How the data come from Journal to WiredTiger

Hi Experts,
I have 1 question about the flow of data from MongoDB.
The scenario:

  1. Use MongoDB version: v4.2.8
  2. Put 50k documents to MongoDB.
  3. Check data in Journal and WiredTiger.

What I see in the data folder:

  • There are about 2k document in collection-8–8808730079379782049.wt
  • There are about 48k document in WiredTigerLog.0000000007

Could you please explain this case? I am expecting that the data will come all to WiredTiger after interval 60s from the document.

Hi @Duc_Bui_Minh and welcome in the MongoDB community :muscle:!

I did a little test.

First, I started a for loop and inserted 10K docs in my test.col collection. I did this at 22:40 and some seconds. Then took a screenshot at 22:41:09.

As you can see in this first screenshot, the WiredTigerLog.0000000003 has been update a few seconds ago but the collection and index files have not been changed even if I’m actively writing to MDB at this moment in time.

After a few seconds, my write was done and nothing changed. It was similar to the image above.

Then, after 30 seconds, I’m guessing MongoDB reached a checkpoint and I took the following snapshot:

My understanding is that MongoDB flushed its WiredTiger journal and its content went into the collection and indexes files (my collection has 2 indexes, _id and name).

As you can see, MongoDB’s journal size didn’t really change because of the pre-allocation. Also my current MongoDB is running with snappy’s compression algo so the file sizes are affected by this too.

So yes, from what I see, MongoDB is flushing its journal every 60 seconds or 2GB.
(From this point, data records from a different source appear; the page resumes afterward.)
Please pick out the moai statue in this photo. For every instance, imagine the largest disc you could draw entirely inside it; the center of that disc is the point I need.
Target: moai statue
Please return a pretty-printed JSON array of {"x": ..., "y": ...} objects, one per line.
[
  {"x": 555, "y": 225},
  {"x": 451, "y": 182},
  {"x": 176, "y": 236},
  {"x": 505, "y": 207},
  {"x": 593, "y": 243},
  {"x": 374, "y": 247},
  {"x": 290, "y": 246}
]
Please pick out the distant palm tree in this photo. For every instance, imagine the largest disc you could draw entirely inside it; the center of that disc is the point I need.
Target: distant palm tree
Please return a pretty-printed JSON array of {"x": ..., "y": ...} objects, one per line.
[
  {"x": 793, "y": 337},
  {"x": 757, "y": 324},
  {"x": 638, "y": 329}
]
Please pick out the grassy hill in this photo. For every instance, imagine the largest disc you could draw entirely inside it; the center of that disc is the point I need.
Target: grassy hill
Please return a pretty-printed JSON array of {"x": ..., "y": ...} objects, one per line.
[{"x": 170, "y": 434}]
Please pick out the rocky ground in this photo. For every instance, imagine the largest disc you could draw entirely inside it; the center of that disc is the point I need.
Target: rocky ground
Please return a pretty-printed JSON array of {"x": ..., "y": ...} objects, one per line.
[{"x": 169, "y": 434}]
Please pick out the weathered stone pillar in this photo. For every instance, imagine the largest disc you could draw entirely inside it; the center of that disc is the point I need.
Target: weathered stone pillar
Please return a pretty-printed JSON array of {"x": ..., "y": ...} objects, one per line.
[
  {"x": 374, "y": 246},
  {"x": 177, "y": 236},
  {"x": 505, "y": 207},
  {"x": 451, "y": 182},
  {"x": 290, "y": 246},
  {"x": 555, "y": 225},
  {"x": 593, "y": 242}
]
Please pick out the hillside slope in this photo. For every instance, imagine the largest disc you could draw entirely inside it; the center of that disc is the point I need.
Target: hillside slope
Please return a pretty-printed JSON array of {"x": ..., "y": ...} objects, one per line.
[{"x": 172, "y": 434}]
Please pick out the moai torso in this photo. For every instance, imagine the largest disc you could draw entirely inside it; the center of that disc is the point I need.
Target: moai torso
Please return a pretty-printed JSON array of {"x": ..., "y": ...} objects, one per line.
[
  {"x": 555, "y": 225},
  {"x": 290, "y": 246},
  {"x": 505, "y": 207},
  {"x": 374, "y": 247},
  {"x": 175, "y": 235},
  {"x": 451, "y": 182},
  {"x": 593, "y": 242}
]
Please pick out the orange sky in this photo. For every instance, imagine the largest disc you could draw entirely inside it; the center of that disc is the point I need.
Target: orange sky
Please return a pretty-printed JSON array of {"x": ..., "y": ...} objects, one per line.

It’s also in the documentation.

So to answer your question, I think you are confused because of the pre-allocation. Your journal file is probably empty after 60sec if you stopped writing to MongoDB.

You can probably double check this by monitoring the file size like I did with watch -n 0.1 ls -l or something similar.

Cheers,
Maxime.

4 Likes

Hi @MaBeuLux88,
Awsome. Thanks so much for your detailed response.
I have checked again and all data come into WiredTiger after the interval 60s.

1 Like

This topic was automatically closed 5 days after the last reply. New replies are no longer allowed.